His Cambodian People’s Party (CPP) will be facing off against 19 other parties in the upcoming election, some small and little-known, and none believed to pose a significant threat to the strongman’s power.
The CPP was earlier expected to face a fierce challenge from the Cambodia National Rescue Party (CNRP), which had performed better than expected in Cambodia’s last general election in 2013, winning 44 per cent of the vote.
However, the party’s leader, Kem Sokha, was abruptly arrested in October last year on charges of treason for allegedly plotting a “colour revolution” to overthrow the government with the help of the United States. The party itself was disbanded the following month and its seats in the National Assembly divided between other parties, sparking international outrage.

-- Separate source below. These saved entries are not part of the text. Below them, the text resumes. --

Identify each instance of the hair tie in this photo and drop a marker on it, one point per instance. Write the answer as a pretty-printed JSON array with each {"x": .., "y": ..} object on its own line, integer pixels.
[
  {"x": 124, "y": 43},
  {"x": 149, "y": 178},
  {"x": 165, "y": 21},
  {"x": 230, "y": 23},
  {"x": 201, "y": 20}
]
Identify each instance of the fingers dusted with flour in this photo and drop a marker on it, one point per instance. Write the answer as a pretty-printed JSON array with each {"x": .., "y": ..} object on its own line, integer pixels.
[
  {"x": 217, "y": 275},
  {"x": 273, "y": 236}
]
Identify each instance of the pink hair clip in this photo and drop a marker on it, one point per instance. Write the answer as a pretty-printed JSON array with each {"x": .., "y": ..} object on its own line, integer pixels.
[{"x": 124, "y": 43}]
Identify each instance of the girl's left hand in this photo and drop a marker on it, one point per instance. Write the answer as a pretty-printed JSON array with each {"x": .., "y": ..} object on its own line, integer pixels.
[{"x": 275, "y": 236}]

Funcinpec, the largest party with the CNRP out of the race, holds 41 seats in the National Assembly, a little over half the number held by the CPP, and its leader, former Prime Minister and Prince Norodom Ranariddh, was severely injured in a car crash last month.
The government has also cracked down on independent and critical media organisations, many of which were forced to close. English-language paper, The Cambodia Daily, was among the organisations shuttered after it failed to pay an exorbitant $6.3 million in back taxes.
Widespread concerns about the legitimacy of the election have led some foreign backers, including the US and European Union, to withdraw funding. Others, including China, have continued to support it.
Japan announced on Wednesday that it will not be sending observers to monitor the election, despite having provided millions in aid to the National Election Committee (NEC) previously, The Phnom Penh Post reported.
Commenting on Japan’s decision in a Facebook post, Sam Rainsy, an exiled former leader of the CNRP, asserted that “only a small group of communist and authoritarian countries, which have interests in supporting Hun Sen’s killing of democracy in Cambodia, could endorse this sham election.”
“Japan’s withdrawal will alert those who still intend to go to vote [and] prompt them to re-consider and boycott this fake election like the vast majority of the Cambodian people who will do so because they love democracy, freedom and justice,” he said.
The NEC said Japan’s move was “just diplomatic language to avoid being in the top position facilitating the election in Cambodia,” and pointed out that over 160,000 representatives of political parties and NGOs will be monitoring the polls alongside 900 national and international journalists and 213 foreign observers, The Phnom Penh Post reported.